OK, so that’s unusual. Logging in as the root user would mean “anything goes” in pretty much any system I’ve worked with, so what’s going on here? Turns out that the RDS Aurora clusters have a somewhat different idea on that. Since “anything goes” includes things such as configuring (and possibly breaking) replication - and this is a managed product after all - the root user has been severly limited in what it is allowed to do. Checking the available roles with \du confirms this:

                                                                  List of roles
       Role name       |                         Attributes                         |                          Member of
-----------------------+------------------------------------------------------------+-------------------------------------------------------------
 rds_superuser         | Cannot login                                               | {pg_monitor,pg_signal_backend,rds_replication,rds_password}
 rdsadmin              | Superuser, Create role, Create DB, Replication, Bypass RLS+| {}
                       | Password valid until infinity                              |
 root                  | Create role, Create DB                                    +| {rds_superuser}
                       | Password valid until infinity                              |

Good news first - at least we can use the root role to login!

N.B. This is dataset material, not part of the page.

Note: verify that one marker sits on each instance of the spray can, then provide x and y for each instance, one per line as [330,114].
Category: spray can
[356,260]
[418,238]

The only attributes assigned to the role however is Create role and Create DB. Alright, I suppose we can live with that. What doesn’t really follow though is how the same root user is unable to modify, or even read, database resources itself created. Looking at the database and user creation script it all looked pretty standard. As the root user something like the below got executed:

CREATE DATABASE example
CREATE USER someuser WITH ENCRYPTED PASSWORD 'somepassword'
GRANT ALL PRIVILEGES ON DATABASE example TO someuser

Surely the root user creating both the user and database here would be granted access to the very same resource? Turns out, well yes and no. The root user has access to the database, and may list tables, etc. It is however not allowed acceess to resources later created by the someuser user in the example database, even if it created both of them. Trying to grant these privileges to the root user, as the root user also turned out to be pointless - the root user would still be denied access. Only by logging in as the user just created, and having that user grant table level privileges to the root account would allow the root user subsequent access to the tables there:

GRANT ALL PRIVILEGES ON ALL TABLES IN SCHEMA public TO root
ALTER DEFAULT PRIVILEGES FOR USER someuser IN SCHEMA public GRANT ALL ON example TO root

The last ALTER statement is crucial - granting privileges in postgres only applies to existing resources, not those created at some point in the future. So unless you want to repeat the process every now and then you’ll need to ensure that the default privileges are altered as well. Running this procedure for the database in need of maintenance and updating the user and database provisioning scripts means the problem is solved for now and the ticket could be closed. The root (hah!) of the problem however remains - the AWS Aurora Postgres root user is still a wimp!